The restriction of participants to healthy first-time mothers delivering in Beirut is one limitation of this study. The conclusions reached may not be applicable to the larger Lebanese population, especially given the likely differences in breastfeeding practices among urban and rural mothers [40]. Furthermore, different factors may come into play with ill mothers and children. It is not unreasonable to suggest that those groups may be at increased risk of formula feeding and/or early complementary feeding given the added stressors on the mother and family. Past exposure to breastfeeding within the mother’s social networks may affect breastfeeding behavior; these associations were not captured in this study. The independent variables assessed were based on self-reports that are subjective by definition. Exclusive breastfeeding at 8–12 weeks was chosen as an outcome rather than the standard 6 months defined by the WHO because the study was not originally designed to capture breastfeeding outcomes. Its results are nested within a larger RCT that aimed at assessing postpartum stress and depression rates at 8–12 weeks postpartum. As with any longitudinal study, the potential for recall bias is always present; however, the short recall period makes this unlikely to have caused significant change in results. Finally, the percent of mothers who declined to participate (26%) and those who were lost to follow up (18%) could have introduced another bias if these non-participating groups were systematically different from mothers who were included in this study. However this is unlikely given these groups were not statistically different from the participating mothers in terms of socio-demographic characteristics.

Conclusions

The proportion of healthy first-time mothers who exclusively breastfeed in Beirut is extremely low.

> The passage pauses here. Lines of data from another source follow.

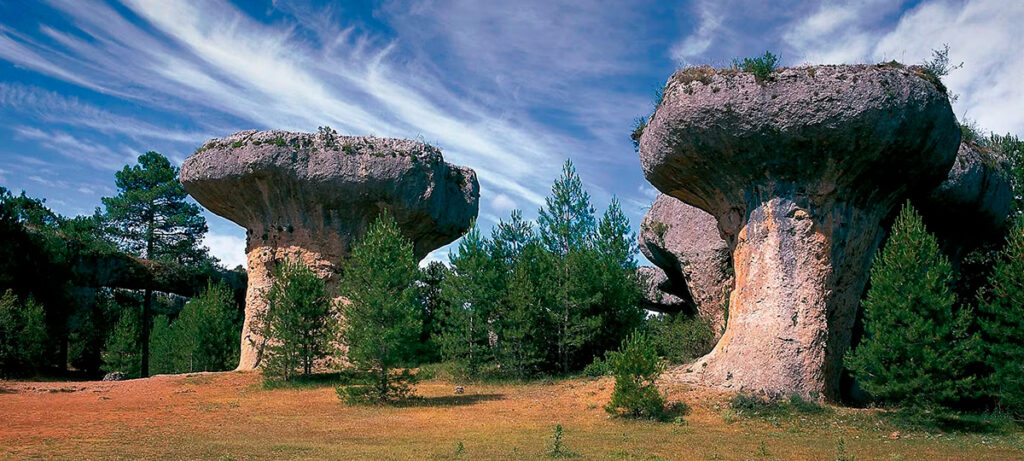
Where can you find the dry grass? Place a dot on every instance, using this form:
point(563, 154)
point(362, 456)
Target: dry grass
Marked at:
point(230, 416)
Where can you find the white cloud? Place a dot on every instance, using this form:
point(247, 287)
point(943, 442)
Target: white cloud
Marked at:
point(982, 34)
point(700, 40)
point(229, 249)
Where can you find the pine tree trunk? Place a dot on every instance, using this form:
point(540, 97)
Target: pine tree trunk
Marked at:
point(144, 332)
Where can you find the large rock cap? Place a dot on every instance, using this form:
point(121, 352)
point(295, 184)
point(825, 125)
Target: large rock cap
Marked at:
point(864, 132)
point(278, 182)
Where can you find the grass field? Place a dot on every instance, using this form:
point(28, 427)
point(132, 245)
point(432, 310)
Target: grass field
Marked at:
point(230, 415)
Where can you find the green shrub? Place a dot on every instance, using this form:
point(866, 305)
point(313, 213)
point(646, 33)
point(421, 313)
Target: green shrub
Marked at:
point(915, 348)
point(23, 335)
point(680, 338)
point(761, 67)
point(597, 369)
point(636, 367)
point(122, 351)
point(299, 324)
point(204, 337)
point(382, 318)
point(638, 126)
point(1001, 309)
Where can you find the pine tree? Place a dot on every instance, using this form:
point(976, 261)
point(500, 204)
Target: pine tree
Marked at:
point(151, 218)
point(300, 323)
point(382, 323)
point(567, 228)
point(204, 337)
point(1001, 311)
point(620, 284)
point(636, 367)
point(122, 351)
point(470, 296)
point(915, 344)
point(23, 335)
point(566, 221)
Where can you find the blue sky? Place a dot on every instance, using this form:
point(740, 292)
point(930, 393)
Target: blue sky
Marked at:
point(509, 88)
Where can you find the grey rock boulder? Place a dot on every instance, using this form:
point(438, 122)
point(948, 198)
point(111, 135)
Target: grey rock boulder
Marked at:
point(309, 196)
point(685, 243)
point(799, 171)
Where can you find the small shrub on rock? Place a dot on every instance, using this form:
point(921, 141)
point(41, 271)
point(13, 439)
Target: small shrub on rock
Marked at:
point(636, 367)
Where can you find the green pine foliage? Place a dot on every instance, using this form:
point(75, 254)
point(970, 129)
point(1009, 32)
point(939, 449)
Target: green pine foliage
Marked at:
point(382, 320)
point(636, 368)
point(23, 336)
point(122, 351)
point(204, 337)
point(543, 299)
point(300, 323)
point(680, 338)
point(470, 293)
point(1001, 312)
point(915, 347)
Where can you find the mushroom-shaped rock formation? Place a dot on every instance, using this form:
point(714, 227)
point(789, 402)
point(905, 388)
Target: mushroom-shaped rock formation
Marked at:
point(685, 243)
point(976, 191)
point(308, 197)
point(799, 171)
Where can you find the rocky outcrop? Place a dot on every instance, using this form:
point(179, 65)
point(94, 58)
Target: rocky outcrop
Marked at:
point(308, 197)
point(799, 171)
point(658, 294)
point(684, 242)
point(976, 191)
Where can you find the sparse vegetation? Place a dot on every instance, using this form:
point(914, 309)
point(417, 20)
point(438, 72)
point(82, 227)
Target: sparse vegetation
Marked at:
point(636, 368)
point(761, 67)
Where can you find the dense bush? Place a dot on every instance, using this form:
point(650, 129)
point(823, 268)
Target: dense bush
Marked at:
point(762, 67)
point(204, 337)
point(636, 368)
point(122, 351)
point(382, 320)
point(545, 298)
point(681, 338)
point(300, 323)
point(23, 335)
point(1001, 311)
point(916, 346)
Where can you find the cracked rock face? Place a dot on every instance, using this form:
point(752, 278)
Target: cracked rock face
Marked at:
point(684, 242)
point(976, 191)
point(799, 171)
point(308, 197)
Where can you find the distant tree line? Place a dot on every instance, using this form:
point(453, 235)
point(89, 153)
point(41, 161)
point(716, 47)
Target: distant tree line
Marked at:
point(95, 284)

This evidence is a timely reminder that much has yet to be done to promote breastfeeding in Lebanon. Understanding its determinants is a first step towards developing successful interventions and policies. This study has found that maternal employment status, intent to breastfeed and baby’s gestational age and physical health are significantly associated with exclusive breastfeeding. The diversity of these factors dictates an ecological approach to breastfeeding promotion. Multi-faceted interventions across different levels of the maternal-child pair’s ecosystem are likely to be the most effective. Beyond the epidemiology of breastfeeding, further research is needed to assess which multi-level strategies most effectively raise breastfeeding outcomes.